Directeur de campagne.

Comment diriger une campagne électorale lorsque l’on est sourd dans la France mal accessible de 2011 ? « J’avais soif d’apprendre en arrivant dans la section de Rosny-sous-Bois, poursuit Raphaël Bouton. On ne se construit pas seul, mais avec les autres. La section m’a donné confiance, accompagné, j’avais du mal à m’exprimer. »

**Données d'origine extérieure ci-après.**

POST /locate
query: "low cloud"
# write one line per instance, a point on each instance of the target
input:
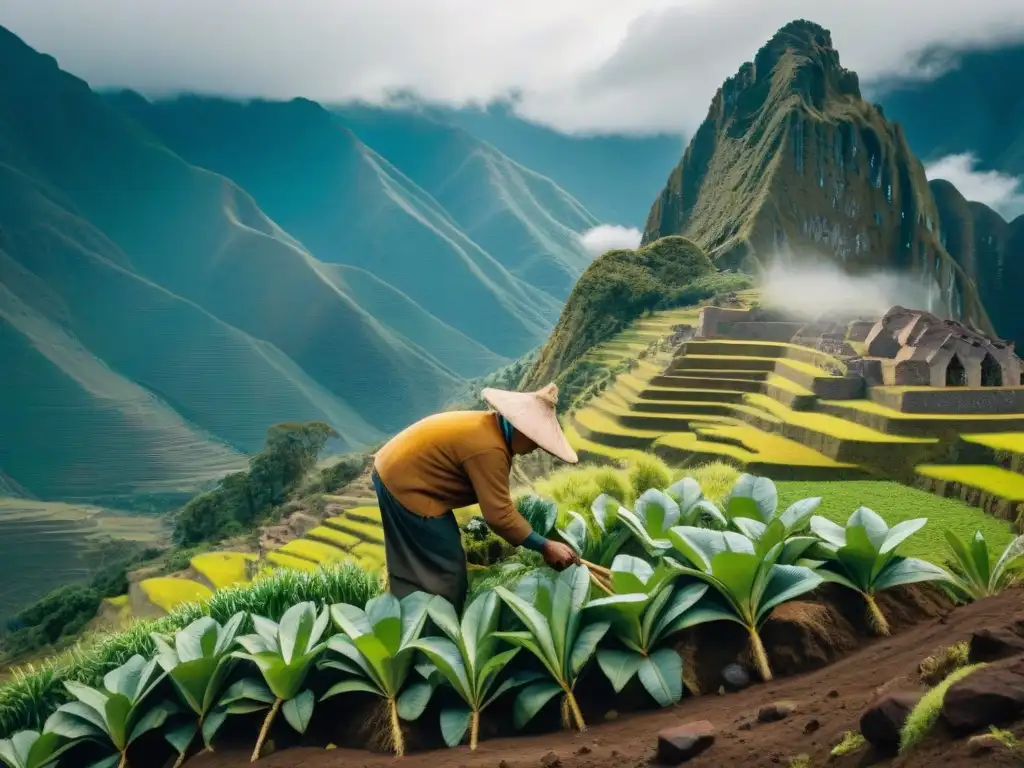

« Cette relation a été bénéfique pour tous les militants, complète Philippe Vachieri, qui dirige la section. Raphaël nous a aidé à être plus discipliné dans les débats, à maitriser les temps de parole ». Dans les réunions, il est placé de manière à voir chaque participant, pour comprendre ce qu’ils disent. Et c’est sa maitrise de la gestion administrative ainsi que de l’Internet qui lui a valu d’être choisi comme directeur de la campagne électorale de Philippe Vachieri pour l’élection cantonale des 20 et 27 mars 2011 : « On m’a choisi parce que j’ai la compétence, et la confiance de mes camarades, affirme Raphaël Bouton. Le fait que j’oralise m’aide, même si je traite beaucoup de choses par messagerie électronique. Maintenant, on vit dans une société où la communication orale est importante. Alors, je compte sur la complicité humaine, et les militants m’aident ». Son objectif est d’intégrer le handicap dans le programme du Parti Socialiste, et Philippe Vachieri reconnaît que certaines propositions de Raphaël Bouton ont été acceptées : « C’était le cas en étant candidat aux élections municipales de 2008, pas pour courir après un siège, mais agir pour mes convictions. Et être reconnu pour mon travail et mon action, en ayant des relais au sein du parti. Le fait d’être là change les choses, et l’intégration se fait ».

Propos recueillis par Laurent Lejard, janvier 2011.